Could you give me some indication as what is the status of the ports, if I should even bother with it or should I just download and compile independently.

I am currently stuck with a
Server version: 5.4.3-beta FreeBSD port: mysql-server-5.4.3
installation that is pregnant with problems

Thanks!

Jaymax


----------



## SirDice (Jun 7, 2010)

jaymax said:
			
		

> Could someone say what is the mysql status in ports collection. What is the latest version there and what it should be.


Look here:
databases/mysql51-server
databases/mysql50-server

Don't bother with 5.4, 5.5 or 6.0 unless you know what you're doing. If you want a stable mysql version that's supported by other applications stick to 5.0.x or 5.1.x.


----------



## jaymax (Jun 7, 2010)

Thanks!

I did get a reply from Alex Dupre the maintainer and all he said was that 
"There isn't a mysql60-server port anymore". It does not seem as if the port is maintained any more as the mysql site list a "FreeBSD ver. 7.0 (x86, 32-bit), Compressed TAR Archive" as the Generally Available (GA) version.

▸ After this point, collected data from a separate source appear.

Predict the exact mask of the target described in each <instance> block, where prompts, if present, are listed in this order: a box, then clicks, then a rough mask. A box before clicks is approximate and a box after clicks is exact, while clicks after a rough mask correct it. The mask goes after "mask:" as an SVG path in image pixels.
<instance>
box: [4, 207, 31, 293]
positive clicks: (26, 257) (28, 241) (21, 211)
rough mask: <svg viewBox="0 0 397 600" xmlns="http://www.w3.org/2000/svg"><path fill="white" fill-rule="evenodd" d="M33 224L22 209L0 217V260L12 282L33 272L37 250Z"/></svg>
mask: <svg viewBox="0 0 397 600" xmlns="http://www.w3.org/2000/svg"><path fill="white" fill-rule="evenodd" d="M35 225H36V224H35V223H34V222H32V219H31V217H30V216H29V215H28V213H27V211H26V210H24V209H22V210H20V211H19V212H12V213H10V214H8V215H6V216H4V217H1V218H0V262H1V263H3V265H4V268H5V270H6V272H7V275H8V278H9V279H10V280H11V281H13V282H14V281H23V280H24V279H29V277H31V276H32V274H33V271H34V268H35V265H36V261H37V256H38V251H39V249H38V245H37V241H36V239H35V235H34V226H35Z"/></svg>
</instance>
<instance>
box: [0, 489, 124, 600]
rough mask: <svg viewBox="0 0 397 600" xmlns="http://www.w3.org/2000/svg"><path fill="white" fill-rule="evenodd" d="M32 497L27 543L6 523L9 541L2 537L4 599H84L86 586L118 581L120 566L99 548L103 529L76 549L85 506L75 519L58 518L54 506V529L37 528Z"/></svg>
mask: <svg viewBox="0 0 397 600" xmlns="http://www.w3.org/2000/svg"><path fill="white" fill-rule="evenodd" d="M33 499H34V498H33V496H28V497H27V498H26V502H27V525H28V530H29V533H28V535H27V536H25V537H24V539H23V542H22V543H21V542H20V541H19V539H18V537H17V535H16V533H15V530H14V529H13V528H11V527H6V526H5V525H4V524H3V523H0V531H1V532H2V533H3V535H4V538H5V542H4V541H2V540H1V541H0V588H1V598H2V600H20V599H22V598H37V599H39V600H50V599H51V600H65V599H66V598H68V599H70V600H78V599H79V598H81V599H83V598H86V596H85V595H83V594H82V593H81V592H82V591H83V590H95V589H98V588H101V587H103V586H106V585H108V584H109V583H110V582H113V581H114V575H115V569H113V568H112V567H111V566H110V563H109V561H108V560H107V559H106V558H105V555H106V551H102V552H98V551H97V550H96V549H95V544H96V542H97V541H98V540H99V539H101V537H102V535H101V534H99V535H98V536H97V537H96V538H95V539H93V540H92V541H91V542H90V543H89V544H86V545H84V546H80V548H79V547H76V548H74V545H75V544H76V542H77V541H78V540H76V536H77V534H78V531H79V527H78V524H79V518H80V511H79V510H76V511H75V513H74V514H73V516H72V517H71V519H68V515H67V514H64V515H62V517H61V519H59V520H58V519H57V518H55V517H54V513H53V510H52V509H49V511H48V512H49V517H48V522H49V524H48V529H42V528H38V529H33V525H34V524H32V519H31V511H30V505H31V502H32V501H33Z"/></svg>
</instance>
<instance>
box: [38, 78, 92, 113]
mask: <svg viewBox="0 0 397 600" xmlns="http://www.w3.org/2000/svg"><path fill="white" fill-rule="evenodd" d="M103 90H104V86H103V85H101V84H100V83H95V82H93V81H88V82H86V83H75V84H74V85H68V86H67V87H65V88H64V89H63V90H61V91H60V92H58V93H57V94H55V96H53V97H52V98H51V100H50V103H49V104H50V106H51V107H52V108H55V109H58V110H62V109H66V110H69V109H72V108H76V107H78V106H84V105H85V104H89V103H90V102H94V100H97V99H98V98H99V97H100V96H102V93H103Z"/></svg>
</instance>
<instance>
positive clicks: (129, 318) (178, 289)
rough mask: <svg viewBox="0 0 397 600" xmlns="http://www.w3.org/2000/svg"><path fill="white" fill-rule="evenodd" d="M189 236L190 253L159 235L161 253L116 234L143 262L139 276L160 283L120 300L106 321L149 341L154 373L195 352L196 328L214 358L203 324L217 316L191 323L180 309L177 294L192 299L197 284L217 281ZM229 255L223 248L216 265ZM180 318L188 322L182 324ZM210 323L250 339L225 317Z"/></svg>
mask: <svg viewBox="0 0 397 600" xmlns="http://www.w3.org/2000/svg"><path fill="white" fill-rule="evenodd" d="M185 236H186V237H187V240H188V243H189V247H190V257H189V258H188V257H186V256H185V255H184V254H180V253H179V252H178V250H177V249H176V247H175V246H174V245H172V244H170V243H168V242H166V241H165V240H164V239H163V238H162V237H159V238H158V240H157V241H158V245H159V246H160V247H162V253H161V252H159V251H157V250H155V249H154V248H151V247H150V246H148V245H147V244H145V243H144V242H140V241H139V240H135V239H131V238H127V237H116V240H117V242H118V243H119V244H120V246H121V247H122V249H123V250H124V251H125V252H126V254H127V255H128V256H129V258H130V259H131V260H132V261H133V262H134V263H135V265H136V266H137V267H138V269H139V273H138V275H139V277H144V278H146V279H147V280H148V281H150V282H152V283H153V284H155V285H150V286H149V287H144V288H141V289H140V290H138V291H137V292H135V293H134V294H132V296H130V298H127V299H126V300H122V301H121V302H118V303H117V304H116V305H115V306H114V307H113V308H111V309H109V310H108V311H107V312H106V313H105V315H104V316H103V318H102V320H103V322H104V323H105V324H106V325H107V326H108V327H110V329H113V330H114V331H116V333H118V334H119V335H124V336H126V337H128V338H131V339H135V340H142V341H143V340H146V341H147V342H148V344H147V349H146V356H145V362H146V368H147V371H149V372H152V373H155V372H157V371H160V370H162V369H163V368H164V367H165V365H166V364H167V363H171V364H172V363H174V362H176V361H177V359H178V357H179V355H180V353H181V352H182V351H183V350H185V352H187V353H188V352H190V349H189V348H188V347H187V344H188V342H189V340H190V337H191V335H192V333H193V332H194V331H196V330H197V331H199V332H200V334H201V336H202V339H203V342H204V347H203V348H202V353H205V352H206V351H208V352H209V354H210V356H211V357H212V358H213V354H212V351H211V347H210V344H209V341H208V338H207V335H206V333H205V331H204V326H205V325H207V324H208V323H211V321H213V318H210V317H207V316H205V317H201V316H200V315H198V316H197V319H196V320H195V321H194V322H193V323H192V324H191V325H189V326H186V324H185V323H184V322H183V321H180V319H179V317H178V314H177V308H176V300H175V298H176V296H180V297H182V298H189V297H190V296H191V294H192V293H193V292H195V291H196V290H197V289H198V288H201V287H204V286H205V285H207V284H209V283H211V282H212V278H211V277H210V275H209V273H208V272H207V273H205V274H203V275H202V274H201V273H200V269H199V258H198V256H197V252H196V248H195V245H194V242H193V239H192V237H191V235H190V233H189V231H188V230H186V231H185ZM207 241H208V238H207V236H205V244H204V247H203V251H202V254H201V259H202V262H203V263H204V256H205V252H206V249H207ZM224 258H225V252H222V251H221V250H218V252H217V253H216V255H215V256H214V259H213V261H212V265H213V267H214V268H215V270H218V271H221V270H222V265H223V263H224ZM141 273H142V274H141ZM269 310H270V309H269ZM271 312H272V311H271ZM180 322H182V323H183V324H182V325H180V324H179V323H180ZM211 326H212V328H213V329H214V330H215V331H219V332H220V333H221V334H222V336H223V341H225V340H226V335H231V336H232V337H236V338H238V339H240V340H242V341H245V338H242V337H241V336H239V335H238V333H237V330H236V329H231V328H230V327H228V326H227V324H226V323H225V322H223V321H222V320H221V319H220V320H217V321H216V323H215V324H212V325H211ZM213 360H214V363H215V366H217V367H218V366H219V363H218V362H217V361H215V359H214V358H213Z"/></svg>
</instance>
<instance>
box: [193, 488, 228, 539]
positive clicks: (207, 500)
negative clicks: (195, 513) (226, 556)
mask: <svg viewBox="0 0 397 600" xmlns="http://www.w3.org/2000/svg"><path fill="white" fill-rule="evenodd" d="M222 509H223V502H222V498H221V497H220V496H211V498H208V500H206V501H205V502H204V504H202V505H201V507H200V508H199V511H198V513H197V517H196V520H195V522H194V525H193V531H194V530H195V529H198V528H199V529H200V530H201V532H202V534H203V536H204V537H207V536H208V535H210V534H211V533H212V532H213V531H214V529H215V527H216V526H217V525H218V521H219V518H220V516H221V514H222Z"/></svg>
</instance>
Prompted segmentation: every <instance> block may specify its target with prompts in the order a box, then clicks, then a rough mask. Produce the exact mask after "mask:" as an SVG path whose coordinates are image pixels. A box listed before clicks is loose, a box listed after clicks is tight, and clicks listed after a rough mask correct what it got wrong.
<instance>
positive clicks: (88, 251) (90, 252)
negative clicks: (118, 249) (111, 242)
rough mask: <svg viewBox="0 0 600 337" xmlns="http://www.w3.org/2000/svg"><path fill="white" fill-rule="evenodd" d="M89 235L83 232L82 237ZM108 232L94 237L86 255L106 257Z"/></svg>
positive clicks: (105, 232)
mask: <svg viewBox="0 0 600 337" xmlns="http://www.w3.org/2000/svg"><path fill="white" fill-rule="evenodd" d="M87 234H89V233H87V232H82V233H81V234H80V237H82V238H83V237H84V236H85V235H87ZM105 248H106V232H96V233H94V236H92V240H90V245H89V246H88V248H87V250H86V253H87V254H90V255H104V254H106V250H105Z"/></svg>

Would you recommend just downloading the source from the mysql site, compiling and using that?

jaymax


----------



## jaymax (Jun 7, 2010)

SirDice,

Should have asked, if you had any technical tips on downgrading from 5.4 to 5.1. Would a dump from 5.4 be an acceptable input into 5.1, for example.

Thanks!


----------



## SirDice (Jun 7, 2010)

jaymax said:
			
		

> Would you recommend just downloading the source from the mysql site, compiling and using that?


No. I recommend using the ports.



> Would a dump from 5.4 be an acceptable input into 5.1, for example.


I'm not a 100% sure but if it's just plain data it should work. As long as you don't use stored procedures, views etc. I don't see why it wouldn't work.


----------